The Korea Institute of Public Finance (KIPF) said Friday the ratio of households earning less than half the median family income reached 8.5 percent in 2008, the highest level since 1998 when the rate was 14.8 percent. Such households are generally categorized as the group living in poverty.
Last year, the median income for a four-member household was 3.54 million won per month.
By age, the poverty rates among households headed by people in their 20s and over 60 stood at 20.6 percent and 20.3 percent, respectively, substantially higher than the overall rate.
This is attributed to the higher unemployment rate among 20-somethings amid the sluggish job market, while a growing number of elderly live alone and stay economically inactive after retirement. Many senior citizens living alone rely on a minimum state subsidy.
Additionally, less educated individuals are more likely to live in poverty.
Nearly 48 percent of households headed by those without a formal education were found to be struggling to make ends meet, while about 23.7 percent of families supported by people with only an elementary school education earned less than half of the average income.
Among families headed by university graduates, the poverty rate was only 2.9 percent.
Women are more likely to grapple with financial hardship than men, with 17 percent of households headed by women in poverty, compared with the 6.6 among male-supported families.
``With deteriorating economic conditions, more and more households here are falling into poverty. Small shop owners and temporary workers are facing increasing financial difficulties,'' KIPF senior researcher Sung Myoung-jae said.
``Above all, an increasing number of senior citizens, particularly elderly women, who live alone became extremely poor as Koreans tend to live long lives but their retirement preparations are terribly inadequate,'' he added.
Sung projected the ratio of households living on less than half of the median family income will reach up to 30 percent by 2030 as a result of the nation's rapidly aging population.

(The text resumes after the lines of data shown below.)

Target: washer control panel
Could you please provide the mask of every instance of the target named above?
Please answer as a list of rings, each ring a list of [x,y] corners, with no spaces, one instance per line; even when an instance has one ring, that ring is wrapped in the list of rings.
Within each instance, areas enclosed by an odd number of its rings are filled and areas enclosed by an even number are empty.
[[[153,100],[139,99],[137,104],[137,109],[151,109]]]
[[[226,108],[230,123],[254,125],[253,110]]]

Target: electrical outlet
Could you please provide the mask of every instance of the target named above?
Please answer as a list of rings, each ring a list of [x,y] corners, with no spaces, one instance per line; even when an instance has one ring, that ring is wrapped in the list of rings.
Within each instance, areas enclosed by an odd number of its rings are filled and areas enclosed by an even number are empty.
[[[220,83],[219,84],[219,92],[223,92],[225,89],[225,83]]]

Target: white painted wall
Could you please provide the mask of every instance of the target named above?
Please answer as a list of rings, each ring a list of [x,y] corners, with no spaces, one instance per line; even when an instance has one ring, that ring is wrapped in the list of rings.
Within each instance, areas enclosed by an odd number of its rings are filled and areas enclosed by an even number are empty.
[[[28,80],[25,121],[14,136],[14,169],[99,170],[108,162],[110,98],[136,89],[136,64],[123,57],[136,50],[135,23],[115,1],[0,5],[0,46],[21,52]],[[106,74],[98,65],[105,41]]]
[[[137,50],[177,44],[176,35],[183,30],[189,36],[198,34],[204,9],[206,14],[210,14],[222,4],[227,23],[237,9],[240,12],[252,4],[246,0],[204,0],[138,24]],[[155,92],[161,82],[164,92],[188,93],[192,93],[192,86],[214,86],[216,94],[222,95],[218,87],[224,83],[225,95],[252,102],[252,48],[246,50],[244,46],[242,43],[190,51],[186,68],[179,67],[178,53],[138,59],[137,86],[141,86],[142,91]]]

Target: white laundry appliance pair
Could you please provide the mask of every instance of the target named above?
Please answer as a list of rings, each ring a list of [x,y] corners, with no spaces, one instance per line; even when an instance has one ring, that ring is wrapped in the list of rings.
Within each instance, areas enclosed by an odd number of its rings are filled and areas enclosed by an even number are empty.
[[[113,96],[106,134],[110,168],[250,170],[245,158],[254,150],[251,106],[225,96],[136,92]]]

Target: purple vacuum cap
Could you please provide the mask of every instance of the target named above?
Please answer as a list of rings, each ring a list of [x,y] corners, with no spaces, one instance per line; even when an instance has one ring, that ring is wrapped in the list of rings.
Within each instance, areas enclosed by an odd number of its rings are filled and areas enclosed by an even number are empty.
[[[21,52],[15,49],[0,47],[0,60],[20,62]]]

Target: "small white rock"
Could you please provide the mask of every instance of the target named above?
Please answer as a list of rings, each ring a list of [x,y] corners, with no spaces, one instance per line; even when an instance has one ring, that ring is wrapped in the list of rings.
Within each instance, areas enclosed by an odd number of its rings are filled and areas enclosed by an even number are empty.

``The situation is even worse in other countries with a high elderly population. For Korea, a rise in the number of poor families was mainly attributed to various economic factors until the late 1980s. But since the 1990s, the poverty rate has largely been pushed up by changes in demographics.''
Additionally, the country's Gini coefficient, a key index on wealth disparity between the rich and the poor, rose to its highest level, 0.317, in 2008. The Gini coefficient measures wealth distribution by looking at levels of salaries and financial and other assets among households. The coefficient ranges from zero to one and the closer it gets to one, the wider the income gap is.